As I was driving home from work the second day amid light traffic, another hawk swooped from the trees in Hafer Park, landed in the middle of four-lane Bryant Ave. 50 yards ahead of me. Its talons grasped a recently road-killed squirrel, and in seconds its powerful grey wings grabbed the air, lifting it to safety and dinner.
Yesterday I was rounding another bend in the park, and I saw the tips of grey wings lifting up out of the creek bottom, 100 feet ahead. I was downwind and watched the raptor perch on a bridge railing. I just stopped and watched as it turned its almost red breast into the warming sun and sat. Moving gingerly between the trees, I got to within about 25 feet. Without camera, I just watched, silently,  before moving on. I figured it had snared a mouse down by the water and had finished dinner. I didn't want to interrupt.
No, I thought, they don't share food or company, though they've adapted to urban growth better perhaps than humans. They're quiet predators who literally earn their living every day. I'm glad they're present so close to home, in the trees of a suburban park.
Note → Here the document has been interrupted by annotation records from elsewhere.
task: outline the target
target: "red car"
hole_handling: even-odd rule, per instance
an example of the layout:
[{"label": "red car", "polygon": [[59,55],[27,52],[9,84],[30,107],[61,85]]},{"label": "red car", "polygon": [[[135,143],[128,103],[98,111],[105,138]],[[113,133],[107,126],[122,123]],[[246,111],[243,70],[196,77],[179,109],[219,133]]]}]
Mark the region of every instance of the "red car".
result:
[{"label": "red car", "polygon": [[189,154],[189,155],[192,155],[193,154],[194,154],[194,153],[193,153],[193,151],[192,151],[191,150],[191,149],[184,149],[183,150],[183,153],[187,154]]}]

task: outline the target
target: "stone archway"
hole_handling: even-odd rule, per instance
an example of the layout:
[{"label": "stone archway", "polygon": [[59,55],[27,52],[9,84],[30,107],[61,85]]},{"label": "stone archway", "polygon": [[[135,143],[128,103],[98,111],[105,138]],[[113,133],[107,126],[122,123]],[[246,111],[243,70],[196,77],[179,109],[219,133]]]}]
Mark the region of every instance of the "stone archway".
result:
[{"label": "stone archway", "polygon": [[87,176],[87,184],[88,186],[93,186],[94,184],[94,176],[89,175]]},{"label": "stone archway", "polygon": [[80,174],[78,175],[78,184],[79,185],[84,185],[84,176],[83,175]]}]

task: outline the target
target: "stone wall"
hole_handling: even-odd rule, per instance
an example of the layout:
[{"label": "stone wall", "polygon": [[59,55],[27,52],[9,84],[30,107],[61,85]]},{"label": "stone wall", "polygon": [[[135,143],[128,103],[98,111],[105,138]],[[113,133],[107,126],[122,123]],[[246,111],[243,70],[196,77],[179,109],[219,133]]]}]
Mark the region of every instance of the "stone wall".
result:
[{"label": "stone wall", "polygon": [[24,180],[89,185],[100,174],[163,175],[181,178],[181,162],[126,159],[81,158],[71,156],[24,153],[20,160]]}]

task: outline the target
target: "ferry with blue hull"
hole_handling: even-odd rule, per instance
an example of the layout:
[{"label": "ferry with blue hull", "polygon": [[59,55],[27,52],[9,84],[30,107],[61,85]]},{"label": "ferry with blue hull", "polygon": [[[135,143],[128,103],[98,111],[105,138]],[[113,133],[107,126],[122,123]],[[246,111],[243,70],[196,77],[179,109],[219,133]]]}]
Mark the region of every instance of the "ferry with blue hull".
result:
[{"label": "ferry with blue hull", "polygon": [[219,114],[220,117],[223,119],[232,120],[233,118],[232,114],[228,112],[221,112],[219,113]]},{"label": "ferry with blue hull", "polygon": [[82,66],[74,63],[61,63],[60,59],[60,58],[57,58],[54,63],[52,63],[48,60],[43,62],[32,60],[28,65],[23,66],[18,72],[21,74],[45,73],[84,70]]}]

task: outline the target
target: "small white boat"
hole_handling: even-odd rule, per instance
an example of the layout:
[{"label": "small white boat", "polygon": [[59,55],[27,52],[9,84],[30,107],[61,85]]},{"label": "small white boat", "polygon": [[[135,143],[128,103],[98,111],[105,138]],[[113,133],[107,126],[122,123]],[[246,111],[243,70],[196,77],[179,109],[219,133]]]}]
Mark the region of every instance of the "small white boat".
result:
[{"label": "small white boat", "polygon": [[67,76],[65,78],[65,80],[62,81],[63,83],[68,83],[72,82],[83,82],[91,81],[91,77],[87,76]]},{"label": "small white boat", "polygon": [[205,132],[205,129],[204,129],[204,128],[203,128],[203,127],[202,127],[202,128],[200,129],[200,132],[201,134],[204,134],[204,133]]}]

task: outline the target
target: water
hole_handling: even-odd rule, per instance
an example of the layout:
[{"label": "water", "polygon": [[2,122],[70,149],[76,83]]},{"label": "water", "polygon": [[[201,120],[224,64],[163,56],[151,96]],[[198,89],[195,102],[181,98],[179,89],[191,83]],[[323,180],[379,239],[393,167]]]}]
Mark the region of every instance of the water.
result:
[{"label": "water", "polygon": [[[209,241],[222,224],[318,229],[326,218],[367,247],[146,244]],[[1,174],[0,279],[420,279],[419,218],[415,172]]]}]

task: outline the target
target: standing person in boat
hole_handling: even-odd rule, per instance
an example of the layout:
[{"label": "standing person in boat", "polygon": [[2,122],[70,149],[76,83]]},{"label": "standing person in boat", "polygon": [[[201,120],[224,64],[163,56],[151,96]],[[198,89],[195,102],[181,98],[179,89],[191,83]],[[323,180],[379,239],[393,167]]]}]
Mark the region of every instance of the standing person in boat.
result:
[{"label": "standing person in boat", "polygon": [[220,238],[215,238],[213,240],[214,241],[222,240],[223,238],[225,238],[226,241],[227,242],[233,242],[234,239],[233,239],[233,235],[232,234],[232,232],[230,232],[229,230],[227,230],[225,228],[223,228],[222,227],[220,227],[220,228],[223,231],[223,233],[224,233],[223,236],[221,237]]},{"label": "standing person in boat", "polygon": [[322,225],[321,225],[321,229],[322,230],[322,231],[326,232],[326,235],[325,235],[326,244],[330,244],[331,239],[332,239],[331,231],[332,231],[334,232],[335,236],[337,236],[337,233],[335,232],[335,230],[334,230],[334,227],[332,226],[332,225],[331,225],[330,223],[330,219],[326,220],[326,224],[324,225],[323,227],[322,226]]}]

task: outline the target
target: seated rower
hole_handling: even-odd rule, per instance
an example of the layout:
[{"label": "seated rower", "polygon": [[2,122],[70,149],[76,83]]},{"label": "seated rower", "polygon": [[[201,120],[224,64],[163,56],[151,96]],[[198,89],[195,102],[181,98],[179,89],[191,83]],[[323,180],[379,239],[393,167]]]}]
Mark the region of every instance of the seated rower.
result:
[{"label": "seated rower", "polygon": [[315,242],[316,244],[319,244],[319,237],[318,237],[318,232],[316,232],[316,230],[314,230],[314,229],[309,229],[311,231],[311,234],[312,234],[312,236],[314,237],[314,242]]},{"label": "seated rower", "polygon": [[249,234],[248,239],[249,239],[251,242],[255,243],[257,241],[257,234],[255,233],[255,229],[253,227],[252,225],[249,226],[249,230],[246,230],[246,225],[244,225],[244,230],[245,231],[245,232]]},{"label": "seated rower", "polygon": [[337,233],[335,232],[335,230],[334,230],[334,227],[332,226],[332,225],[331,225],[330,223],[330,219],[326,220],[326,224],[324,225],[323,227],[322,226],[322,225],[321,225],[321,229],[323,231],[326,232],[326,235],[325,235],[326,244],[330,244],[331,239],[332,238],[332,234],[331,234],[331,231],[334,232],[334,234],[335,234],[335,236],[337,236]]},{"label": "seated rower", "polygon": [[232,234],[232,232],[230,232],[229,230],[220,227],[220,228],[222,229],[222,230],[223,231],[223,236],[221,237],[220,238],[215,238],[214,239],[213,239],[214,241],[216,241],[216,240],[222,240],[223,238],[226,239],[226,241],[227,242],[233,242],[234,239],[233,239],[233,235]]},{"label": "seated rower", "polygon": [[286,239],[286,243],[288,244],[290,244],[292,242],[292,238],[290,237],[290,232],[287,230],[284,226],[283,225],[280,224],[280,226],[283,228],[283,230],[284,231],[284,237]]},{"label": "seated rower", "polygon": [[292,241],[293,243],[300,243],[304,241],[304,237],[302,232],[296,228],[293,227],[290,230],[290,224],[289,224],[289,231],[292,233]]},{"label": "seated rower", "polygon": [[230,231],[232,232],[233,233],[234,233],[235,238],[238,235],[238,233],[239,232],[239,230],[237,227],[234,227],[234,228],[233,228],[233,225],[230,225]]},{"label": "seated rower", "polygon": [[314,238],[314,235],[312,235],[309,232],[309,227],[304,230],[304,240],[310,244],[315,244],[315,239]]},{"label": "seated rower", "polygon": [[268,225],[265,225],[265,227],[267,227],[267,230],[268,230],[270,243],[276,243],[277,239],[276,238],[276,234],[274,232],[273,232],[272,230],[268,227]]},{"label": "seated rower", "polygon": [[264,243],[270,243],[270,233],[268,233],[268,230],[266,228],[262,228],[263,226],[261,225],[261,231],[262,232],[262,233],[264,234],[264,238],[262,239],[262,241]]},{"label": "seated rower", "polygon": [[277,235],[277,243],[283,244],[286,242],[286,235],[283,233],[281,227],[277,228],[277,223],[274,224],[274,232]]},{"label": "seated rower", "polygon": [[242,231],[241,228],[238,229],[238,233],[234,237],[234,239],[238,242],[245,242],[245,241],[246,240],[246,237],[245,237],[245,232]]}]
When I walked in the door, I saw the  sculpture of the red tail from Indian artist Earl Eder I bought a few years ago in Santa Fe. It's remarkable for they way the bird matches the grain of the wood. But this bird shares with me, and now I know the others do too--a spirit of being free and aware of the little things in life.
I thought about those hawks, walking in the park again today, of how their spirits, their sharing awakened this almost dormant blog and the end of another year.